Water is a theme that runs through our two readings today. In the first reading from Ezekiel 47, the Angel of the Lord shows Ezekiel a trickle of water flowing out from the temple. The farther they get from the temple, the greater the flow, until the water becomes a large river, teeming with abundant life. This can be an analogy of the Church. It all started with just the Twelve ( a trickle) and now stretches across the earth, flowing and bringing life (Christ) to all the earth. In the Gospel reading from John 5, we see another healing.

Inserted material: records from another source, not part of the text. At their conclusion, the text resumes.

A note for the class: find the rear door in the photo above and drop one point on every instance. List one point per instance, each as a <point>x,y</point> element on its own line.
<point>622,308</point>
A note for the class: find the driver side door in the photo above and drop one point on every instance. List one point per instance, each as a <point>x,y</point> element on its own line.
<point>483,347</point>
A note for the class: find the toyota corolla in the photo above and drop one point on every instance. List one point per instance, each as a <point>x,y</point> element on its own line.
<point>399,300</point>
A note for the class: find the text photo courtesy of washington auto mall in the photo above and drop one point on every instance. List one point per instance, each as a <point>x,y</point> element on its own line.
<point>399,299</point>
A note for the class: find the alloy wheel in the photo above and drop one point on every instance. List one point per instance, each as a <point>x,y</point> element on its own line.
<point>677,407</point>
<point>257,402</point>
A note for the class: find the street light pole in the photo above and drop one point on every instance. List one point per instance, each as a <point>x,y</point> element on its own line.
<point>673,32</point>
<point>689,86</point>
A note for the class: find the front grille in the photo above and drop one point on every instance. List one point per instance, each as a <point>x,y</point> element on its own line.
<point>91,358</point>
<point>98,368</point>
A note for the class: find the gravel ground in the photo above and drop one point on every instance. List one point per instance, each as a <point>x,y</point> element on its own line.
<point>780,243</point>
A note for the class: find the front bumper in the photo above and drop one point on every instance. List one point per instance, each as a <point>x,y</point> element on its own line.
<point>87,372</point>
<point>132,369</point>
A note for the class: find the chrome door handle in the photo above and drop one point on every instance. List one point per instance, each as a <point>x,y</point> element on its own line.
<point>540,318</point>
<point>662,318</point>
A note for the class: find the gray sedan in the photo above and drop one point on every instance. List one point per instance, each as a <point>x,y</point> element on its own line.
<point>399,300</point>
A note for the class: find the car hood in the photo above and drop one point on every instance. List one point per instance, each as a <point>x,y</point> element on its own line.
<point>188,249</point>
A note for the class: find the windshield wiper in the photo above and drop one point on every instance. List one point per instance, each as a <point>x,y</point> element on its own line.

Jesus sees a man at the pool of Bethesda. The people believed that these were healing waters. When the water was stirred up, people would be healed. This man, who had been ill for 38 years, could never make it into the water on time. So Jesus asks him, “Do you want to be well?” He then heals him, on a sabbath, no less. This is when the Jews began to persecute him, because he had done this on a sabbath.
“Do you want to be well?” This seems like a rhetorical question, doesn’t it? I mean, what is the guy going to say? “No, I like being sick. I’ll just stay like this. But thanks for asking!” As ridiculous as that may sound, I’m afraid that’s just what so many people reply to Jesus. Because when it comes to the sickness of sin, being made well would require a change of life, a change of heart, repentance. And, too often, we don’t want that. We fool ourselves into thinking that a life of sin really isn’t so bad. Besides, it’s much easier this way. So, thanks anyway, Jesus! I’ll just continue on with the way I’m going. That whole “living life to the full” thing is probably overrated anyway. How sad…
Father, give us the grace to recognize the fact that we are sick. Heal us of the sickness of sin. Through your Son, Jesus Christ, make us well. Amen.